Crawford Sandton Drama student Lara Dworetzky watched Equus at the Pieter Toerien Theatre at Montecasino, and wrote up her thoughts for TheatreZA. Read what she had to say here!
On the 4th of May, I took a trip to the Pieter Toerien Theatre at Montecasino to watch Fred Abrahamse bring Peter Shaffer’s powerful and brilliant play Equus to life.
It begins with Dr. Dysart (Graham Hopkins) whose monologue about the very peculiar case of Alan Strang (Sven Ruygrok) gripped the audience from the outset. During this opening, Strang can be seen embracing Nugget the horse endearingly while cold light shines on them from above. The story begins to unravel in a flurry of flashbacks that are acted out meticulously. Dr Dysart’s Grecian-inspired dream is beautifully choreographed with an appropriate soundtrack that created an accurate picture in conjunction with the costuming. The grim lighting accentuated the focus of the dream and helped create the correct mood and atmosphere for the audience.
The acting is mainly what turns the play into a spectacular performance. These strong-minded characters are not easy to portray, and I was delighted to see how the actors would interpret their characters’ unique quirks. Ruygrok’s unbelievable performance as a teenage boy becomes more and more engrossing and immersed as the play goes on, as he fully loses himself in the moody confusion of the character. His inflection and body language show his deeper understanding of Strang, which leaves the audience hanging on his every movement and word. Hopkins seems born to play the character of Dr Dysart. He is well-spoken and as professional as any psychiatrist which made me believe Dysart even more. Hopkins drives the play and guides the audience into the different situations of Strang’s life, displaying the struggle between his desire to make a real difference, and his worry that his remedies to his patients’ mental strife is a temporary fix with skill and a deft touch.

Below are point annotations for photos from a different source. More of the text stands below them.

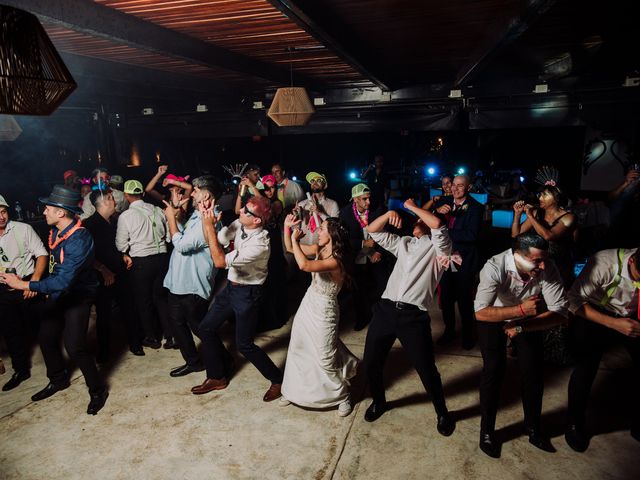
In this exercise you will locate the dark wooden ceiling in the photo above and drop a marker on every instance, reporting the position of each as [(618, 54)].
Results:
[(251, 46)]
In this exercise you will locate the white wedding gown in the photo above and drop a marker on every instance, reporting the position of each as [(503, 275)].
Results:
[(319, 366)]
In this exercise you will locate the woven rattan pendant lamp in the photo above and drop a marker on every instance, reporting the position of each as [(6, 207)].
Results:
[(33, 78), (9, 128), (291, 106)]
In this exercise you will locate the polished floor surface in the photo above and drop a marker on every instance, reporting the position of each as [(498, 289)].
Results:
[(152, 427)]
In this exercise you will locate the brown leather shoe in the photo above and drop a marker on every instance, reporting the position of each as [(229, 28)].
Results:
[(273, 392), (209, 385)]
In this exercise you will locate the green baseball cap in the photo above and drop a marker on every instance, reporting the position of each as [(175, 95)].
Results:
[(359, 189), (133, 187), (315, 175)]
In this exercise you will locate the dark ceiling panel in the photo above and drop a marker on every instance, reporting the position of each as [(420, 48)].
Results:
[(250, 27)]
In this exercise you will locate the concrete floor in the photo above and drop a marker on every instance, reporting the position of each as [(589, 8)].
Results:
[(152, 427)]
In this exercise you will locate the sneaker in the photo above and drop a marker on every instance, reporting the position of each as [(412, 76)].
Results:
[(345, 408)]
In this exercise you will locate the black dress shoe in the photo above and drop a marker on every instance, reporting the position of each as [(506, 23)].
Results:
[(16, 379), (446, 338), (489, 445), (170, 344), (151, 343), (375, 411), (137, 351), (97, 401), (577, 438), (49, 390), (186, 369), (446, 425), (540, 441)]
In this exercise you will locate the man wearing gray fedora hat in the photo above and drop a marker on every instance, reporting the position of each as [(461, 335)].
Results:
[(70, 289)]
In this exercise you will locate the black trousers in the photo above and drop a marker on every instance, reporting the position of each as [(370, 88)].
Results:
[(150, 297), (185, 314), (493, 341), (589, 341), (458, 286), (15, 314), (370, 280), (243, 302), (68, 318), (105, 296), (413, 329)]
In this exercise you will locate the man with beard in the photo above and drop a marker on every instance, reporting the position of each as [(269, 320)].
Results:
[(520, 295), (371, 272), (316, 209), (289, 192), (190, 276)]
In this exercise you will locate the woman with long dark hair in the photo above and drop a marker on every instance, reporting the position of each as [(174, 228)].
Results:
[(319, 366), (552, 222)]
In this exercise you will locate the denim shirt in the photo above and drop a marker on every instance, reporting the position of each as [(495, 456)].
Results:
[(74, 275), (191, 270)]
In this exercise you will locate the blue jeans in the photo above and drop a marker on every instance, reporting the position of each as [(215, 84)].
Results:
[(243, 302)]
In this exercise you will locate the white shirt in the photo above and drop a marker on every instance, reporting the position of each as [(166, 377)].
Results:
[(20, 244), (142, 230), (502, 286), (597, 276), (329, 209), (417, 272), (247, 262), (88, 209)]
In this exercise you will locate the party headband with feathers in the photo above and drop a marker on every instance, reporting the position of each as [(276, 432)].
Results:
[(547, 176)]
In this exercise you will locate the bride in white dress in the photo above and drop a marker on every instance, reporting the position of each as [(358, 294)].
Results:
[(319, 366)]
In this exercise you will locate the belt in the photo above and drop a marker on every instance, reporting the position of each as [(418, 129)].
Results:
[(402, 305)]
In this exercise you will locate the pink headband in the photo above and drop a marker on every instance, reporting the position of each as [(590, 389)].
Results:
[(269, 179)]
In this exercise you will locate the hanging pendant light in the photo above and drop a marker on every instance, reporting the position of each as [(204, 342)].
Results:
[(33, 78), (9, 128), (291, 106)]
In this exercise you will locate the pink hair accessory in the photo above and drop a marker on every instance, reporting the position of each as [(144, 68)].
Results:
[(269, 179)]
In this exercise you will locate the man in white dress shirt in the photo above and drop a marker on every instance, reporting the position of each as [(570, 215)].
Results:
[(242, 297), (520, 295), (402, 313), (21, 250), (319, 204), (143, 234), (604, 300)]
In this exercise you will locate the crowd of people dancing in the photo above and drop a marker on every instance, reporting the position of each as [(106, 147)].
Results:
[(179, 265)]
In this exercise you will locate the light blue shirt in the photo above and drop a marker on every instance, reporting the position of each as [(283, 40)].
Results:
[(191, 268)]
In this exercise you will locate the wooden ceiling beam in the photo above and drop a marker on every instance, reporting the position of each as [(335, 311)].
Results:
[(100, 21), (504, 37), (304, 21)]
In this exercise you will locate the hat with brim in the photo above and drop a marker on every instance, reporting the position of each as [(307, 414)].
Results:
[(63, 197), (359, 190), (311, 176)]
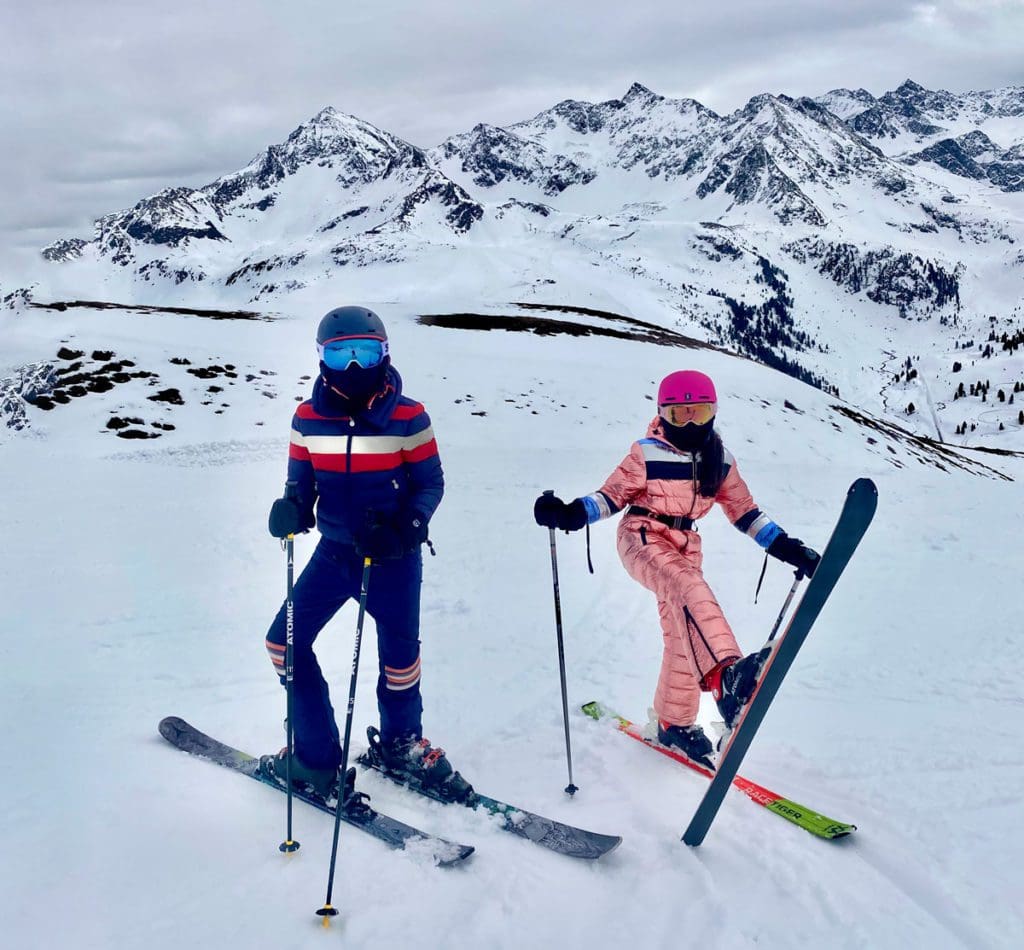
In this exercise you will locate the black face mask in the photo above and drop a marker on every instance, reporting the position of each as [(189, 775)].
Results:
[(354, 386), (688, 438)]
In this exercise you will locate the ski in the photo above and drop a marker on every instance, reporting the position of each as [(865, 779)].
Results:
[(817, 824), (858, 510), (358, 814), (555, 835)]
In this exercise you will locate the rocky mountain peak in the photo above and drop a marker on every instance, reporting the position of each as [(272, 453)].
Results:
[(640, 93)]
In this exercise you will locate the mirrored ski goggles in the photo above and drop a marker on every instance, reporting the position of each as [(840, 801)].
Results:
[(682, 414), (364, 351)]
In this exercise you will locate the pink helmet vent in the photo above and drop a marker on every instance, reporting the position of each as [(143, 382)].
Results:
[(686, 386)]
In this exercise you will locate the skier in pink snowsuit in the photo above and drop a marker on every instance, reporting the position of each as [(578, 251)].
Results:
[(671, 479)]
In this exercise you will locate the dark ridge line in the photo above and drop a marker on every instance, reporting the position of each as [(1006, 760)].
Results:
[(586, 311), (61, 305), (546, 327), (942, 450)]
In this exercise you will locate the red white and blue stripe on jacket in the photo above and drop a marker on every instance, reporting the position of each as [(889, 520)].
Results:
[(384, 460)]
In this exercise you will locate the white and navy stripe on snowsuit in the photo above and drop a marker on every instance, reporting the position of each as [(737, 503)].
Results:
[(384, 461)]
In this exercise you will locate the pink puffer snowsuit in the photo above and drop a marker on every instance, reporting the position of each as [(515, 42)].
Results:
[(667, 560)]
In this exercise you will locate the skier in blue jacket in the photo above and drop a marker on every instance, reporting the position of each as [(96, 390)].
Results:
[(365, 457)]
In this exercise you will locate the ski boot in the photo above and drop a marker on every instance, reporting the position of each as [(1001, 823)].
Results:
[(690, 740), (732, 686), (417, 764), (322, 783)]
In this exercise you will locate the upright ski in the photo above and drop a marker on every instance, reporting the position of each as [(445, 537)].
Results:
[(857, 513), (555, 835), (358, 813), (817, 824)]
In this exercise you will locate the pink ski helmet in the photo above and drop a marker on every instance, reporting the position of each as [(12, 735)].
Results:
[(686, 386)]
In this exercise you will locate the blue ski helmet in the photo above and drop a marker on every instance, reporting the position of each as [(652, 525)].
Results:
[(350, 321)]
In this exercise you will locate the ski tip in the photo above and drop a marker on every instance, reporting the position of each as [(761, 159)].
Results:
[(863, 486), (453, 855), (593, 708), (171, 726)]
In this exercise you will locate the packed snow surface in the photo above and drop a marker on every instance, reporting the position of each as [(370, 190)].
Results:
[(140, 580)]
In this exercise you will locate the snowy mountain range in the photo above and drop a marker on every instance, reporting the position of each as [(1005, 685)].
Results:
[(537, 282), (780, 230)]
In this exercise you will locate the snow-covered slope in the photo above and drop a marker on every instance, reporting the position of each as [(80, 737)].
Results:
[(140, 581), (835, 238)]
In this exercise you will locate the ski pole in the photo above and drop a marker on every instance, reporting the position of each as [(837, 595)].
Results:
[(289, 845), (570, 788), (327, 911), (785, 606)]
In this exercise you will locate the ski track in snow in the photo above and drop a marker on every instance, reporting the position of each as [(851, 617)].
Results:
[(140, 583)]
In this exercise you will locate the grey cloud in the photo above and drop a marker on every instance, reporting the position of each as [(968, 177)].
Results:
[(114, 99)]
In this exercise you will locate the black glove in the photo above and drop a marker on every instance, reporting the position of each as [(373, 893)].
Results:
[(392, 536), (551, 512), (794, 551), (289, 517)]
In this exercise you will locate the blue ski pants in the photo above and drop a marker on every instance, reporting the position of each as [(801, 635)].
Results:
[(334, 575)]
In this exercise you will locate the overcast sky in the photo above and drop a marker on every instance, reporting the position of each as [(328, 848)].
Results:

The supporting cast is similarly fantastic, with magnificent turns from Monique Basson, Len-Barry Simons, Maggie Gericke, Andrew Roux, Marc Goldberg, and Cassandra Tendai-Mapanda.
What I find emphasized the plot – and more specifically, Strang’s personal turmoil – was Charl-Johan Lingenfelder’s diverse soundtrack that fit in with each flashback. The tense music for certain scenes left the audience on the edge of their seats and helped them associate the horses with mystery and secrecy. Moreover, the lighting was as perfect as one can imagine. The powerful scene where Strang takes a midnight ride on Nugget is created superbly with blinding, white lights shining directly at the audience while outlining Strang’s sense of euphoria during this moment. The climax of the play is drowned in red light signifying Strang’s mixed emotions ranging from anger to passion. The lighting is remarkably designed for every word and emotion. Marcel Meyer’s role as designer was only enhanced by Marc Goldberg’s phenomenal movement and choreography, effectively transforming the masked actors into horses so believable that only the sudden reappearance of arms could momentarily disturb the illusion.
To conclude, Equus is a must-see and the overall experience of the cast, set, music, and lighting at Montecasino is eye-opening! I highly recommend this play to everyone.